Most kids and parents haven’t.

But when Kaitlyn, then 11, expressed interest, Reagan did more than inquire. Five months after his daughter, he signed up, too.

What Reagan discovered was a program for ages 11-13 that is more about instilling leadership skills than fostering an interest in the military — which is fine with Kaitlyn, who says she isn’t interested in continuing a family tradition that includes her father and mother, who served in the Air Force.

There has been a local Navy League Sea Cadets organization for ages 13-17 for several years, but the local organization for younger members, called Training Ship Red Wolf, began in 2012, the same year Reagan discovered it. There were four members when he came aboard as the second in command, a number that has grown to 19. Both groups are part of a national organization that began in 1958.

“These are cadets that want to do a little bit more,” Reagan said. “They want to push themselves a little bit further, and they do have a lot of fun doing it.”

In practical terms, that means a variety of community service projects — handing out programs and taking out the trash at a World War II re-enactment in Central, volunteering for similar duties at a Marine family day and Gold Star Mothers luncheon, and sorting food at the Greater Baton Rouge Food Bank. Once a month, they hold drills that test them mentally and physically.

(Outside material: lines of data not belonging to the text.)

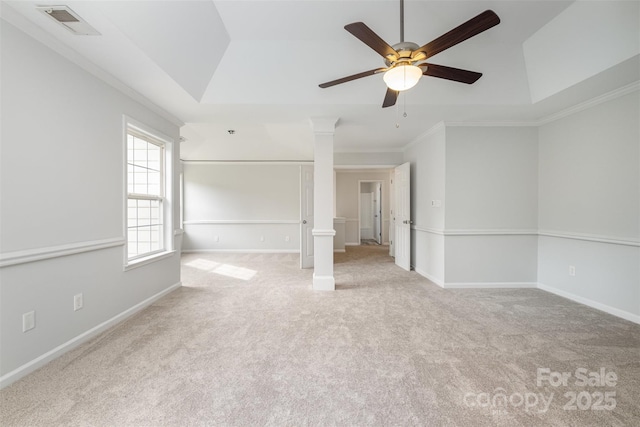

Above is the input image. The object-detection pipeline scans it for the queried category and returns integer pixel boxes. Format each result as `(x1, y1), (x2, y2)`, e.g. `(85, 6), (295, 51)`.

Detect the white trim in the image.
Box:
(411, 225), (640, 247)
(443, 229), (538, 236)
(180, 159), (314, 166)
(445, 120), (540, 127)
(124, 250), (176, 271)
(333, 164), (398, 173)
(411, 265), (444, 288)
(311, 228), (336, 237)
(334, 145), (402, 154)
(538, 283), (640, 324)
(0, 2), (184, 127)
(313, 273), (336, 291)
(182, 249), (300, 254)
(0, 237), (125, 268)
(538, 230), (640, 247)
(536, 81), (640, 126)
(411, 225), (444, 236)
(443, 282), (538, 289)
(402, 80), (640, 152)
(0, 282), (182, 389)
(183, 219), (300, 225)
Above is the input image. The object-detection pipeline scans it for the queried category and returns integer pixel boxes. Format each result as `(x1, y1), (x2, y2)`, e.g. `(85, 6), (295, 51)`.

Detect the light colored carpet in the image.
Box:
(0, 246), (640, 426)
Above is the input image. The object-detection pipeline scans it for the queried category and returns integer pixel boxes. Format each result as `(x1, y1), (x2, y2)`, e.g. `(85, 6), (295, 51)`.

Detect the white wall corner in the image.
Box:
(309, 117), (340, 133)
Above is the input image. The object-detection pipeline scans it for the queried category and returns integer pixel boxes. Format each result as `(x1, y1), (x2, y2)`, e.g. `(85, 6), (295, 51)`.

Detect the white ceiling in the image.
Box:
(3, 0), (638, 160)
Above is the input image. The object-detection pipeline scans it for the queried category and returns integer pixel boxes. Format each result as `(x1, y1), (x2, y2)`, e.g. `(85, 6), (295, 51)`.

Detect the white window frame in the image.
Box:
(123, 116), (175, 271)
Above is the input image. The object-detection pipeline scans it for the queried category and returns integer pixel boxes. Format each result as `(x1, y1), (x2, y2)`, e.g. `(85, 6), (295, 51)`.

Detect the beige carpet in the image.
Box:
(0, 246), (640, 426)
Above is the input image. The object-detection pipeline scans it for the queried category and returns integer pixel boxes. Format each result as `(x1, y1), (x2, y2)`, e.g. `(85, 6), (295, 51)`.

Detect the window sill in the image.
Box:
(124, 250), (176, 271)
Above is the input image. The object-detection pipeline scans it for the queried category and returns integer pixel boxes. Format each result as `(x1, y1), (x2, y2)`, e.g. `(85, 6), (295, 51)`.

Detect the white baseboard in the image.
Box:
(411, 266), (445, 288)
(0, 282), (182, 389)
(182, 249), (300, 254)
(313, 273), (336, 291)
(538, 283), (640, 324)
(444, 282), (538, 289)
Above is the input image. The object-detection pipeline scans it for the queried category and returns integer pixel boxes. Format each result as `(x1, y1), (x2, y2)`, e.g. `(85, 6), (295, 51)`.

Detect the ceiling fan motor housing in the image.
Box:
(384, 42), (420, 67)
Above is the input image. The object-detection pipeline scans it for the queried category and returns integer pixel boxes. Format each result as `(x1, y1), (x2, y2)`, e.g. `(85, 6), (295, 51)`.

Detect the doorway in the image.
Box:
(358, 181), (382, 245)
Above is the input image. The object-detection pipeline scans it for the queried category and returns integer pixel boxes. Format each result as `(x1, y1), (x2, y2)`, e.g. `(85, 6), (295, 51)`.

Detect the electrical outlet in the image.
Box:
(73, 294), (84, 311)
(22, 311), (36, 332)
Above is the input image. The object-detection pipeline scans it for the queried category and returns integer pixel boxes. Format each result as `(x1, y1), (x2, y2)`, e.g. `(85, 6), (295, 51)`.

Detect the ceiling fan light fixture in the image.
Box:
(383, 64), (422, 91)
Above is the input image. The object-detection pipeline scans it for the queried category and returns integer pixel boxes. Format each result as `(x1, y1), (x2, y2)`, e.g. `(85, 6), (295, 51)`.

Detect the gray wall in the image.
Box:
(183, 162), (300, 252)
(538, 91), (640, 319)
(0, 21), (180, 385)
(405, 126), (446, 284)
(405, 90), (640, 323)
(445, 127), (538, 287)
(335, 169), (391, 245)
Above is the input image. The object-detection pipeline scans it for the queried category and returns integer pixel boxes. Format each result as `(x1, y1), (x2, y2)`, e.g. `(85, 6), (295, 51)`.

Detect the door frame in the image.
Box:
(300, 165), (315, 268)
(358, 179), (384, 245)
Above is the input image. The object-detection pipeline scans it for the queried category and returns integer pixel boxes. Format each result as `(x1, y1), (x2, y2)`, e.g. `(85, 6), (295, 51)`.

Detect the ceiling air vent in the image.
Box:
(37, 6), (100, 36)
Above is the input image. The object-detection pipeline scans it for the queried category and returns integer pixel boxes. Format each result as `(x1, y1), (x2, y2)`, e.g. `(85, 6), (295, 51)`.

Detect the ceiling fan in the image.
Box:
(319, 0), (500, 108)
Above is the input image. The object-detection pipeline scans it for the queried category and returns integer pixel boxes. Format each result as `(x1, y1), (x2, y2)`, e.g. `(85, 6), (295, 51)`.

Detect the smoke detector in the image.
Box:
(36, 6), (100, 36)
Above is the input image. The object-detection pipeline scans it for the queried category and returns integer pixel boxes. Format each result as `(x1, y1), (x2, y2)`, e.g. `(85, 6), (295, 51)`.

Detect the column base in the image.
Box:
(313, 274), (336, 291)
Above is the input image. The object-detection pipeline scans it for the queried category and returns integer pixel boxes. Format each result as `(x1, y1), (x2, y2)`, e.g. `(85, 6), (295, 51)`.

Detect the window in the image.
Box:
(127, 120), (170, 263)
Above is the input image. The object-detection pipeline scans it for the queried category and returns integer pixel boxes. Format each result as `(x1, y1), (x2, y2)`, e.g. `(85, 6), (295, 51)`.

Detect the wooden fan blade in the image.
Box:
(413, 10), (500, 59)
(344, 22), (399, 58)
(318, 68), (386, 89)
(422, 64), (482, 84)
(382, 88), (400, 108)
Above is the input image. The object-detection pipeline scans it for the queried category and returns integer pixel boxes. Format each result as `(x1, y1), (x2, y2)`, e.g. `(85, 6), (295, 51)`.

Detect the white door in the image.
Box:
(394, 163), (411, 271)
(373, 183), (382, 245)
(300, 165), (313, 268)
(389, 170), (396, 257)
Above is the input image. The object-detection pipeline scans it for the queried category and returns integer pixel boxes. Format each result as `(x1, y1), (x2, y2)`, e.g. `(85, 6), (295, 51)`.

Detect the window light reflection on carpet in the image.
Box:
(185, 258), (257, 280)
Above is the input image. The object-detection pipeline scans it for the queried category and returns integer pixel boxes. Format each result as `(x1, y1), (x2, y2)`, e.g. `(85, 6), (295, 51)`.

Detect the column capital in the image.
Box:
(309, 117), (340, 134)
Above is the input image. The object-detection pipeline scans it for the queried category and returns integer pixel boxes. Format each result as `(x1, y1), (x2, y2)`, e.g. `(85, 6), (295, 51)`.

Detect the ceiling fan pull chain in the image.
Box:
(400, 0), (404, 43)
(402, 93), (407, 119)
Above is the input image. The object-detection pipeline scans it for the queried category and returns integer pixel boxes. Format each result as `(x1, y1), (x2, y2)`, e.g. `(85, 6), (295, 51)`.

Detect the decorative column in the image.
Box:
(311, 117), (338, 291)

A recent outing near Amite involved reveille at 6 a.m., followed by a run to an obstacle course that continued the physical activity, then training in survival skills such as starting a fire with sticks and making a shelter from a poncho, plus learning how to escape and evade capture.

“I was a platoon sergeant,” Reagan said. “I trained men to go into war and led them, and they did great things. Working with the cadets, my wife’s big concern was, ‘You’re going to scare them away.’ ”

It hasn’t happened. Rather, some of the cadets have participated in five-day recruit orientation camps, where they visit a military base and the challenges are tougher. Among them was an 8mile run, something Kaitlyn had shown no interest in doing at home.

“What impressed me the most about it wasn’t the fact that they ran 8 miles. What impressed me the most is they told them they didn’t have to and they still did it,” Reagan said. “They were letting the younger ones turn around and take a shortcut, but they kept going and they pushed themselves. Especially with her: I try to take her out on runs all the time, and she hates running, and I have to trick her to run more than a mile. Rather than turn around, she pushed herself, and that’s what I see from these cadets, all of the cadets. They push themselves.

“They’re all having the maturity level you’re seeing with her. Their reason for joining wasn’t because, ‘I want to be in the Navy,’ wasn’t because, ‘I was bored on weekends.’ It was to do something more, to reach out, to get outside of their comfort zone.”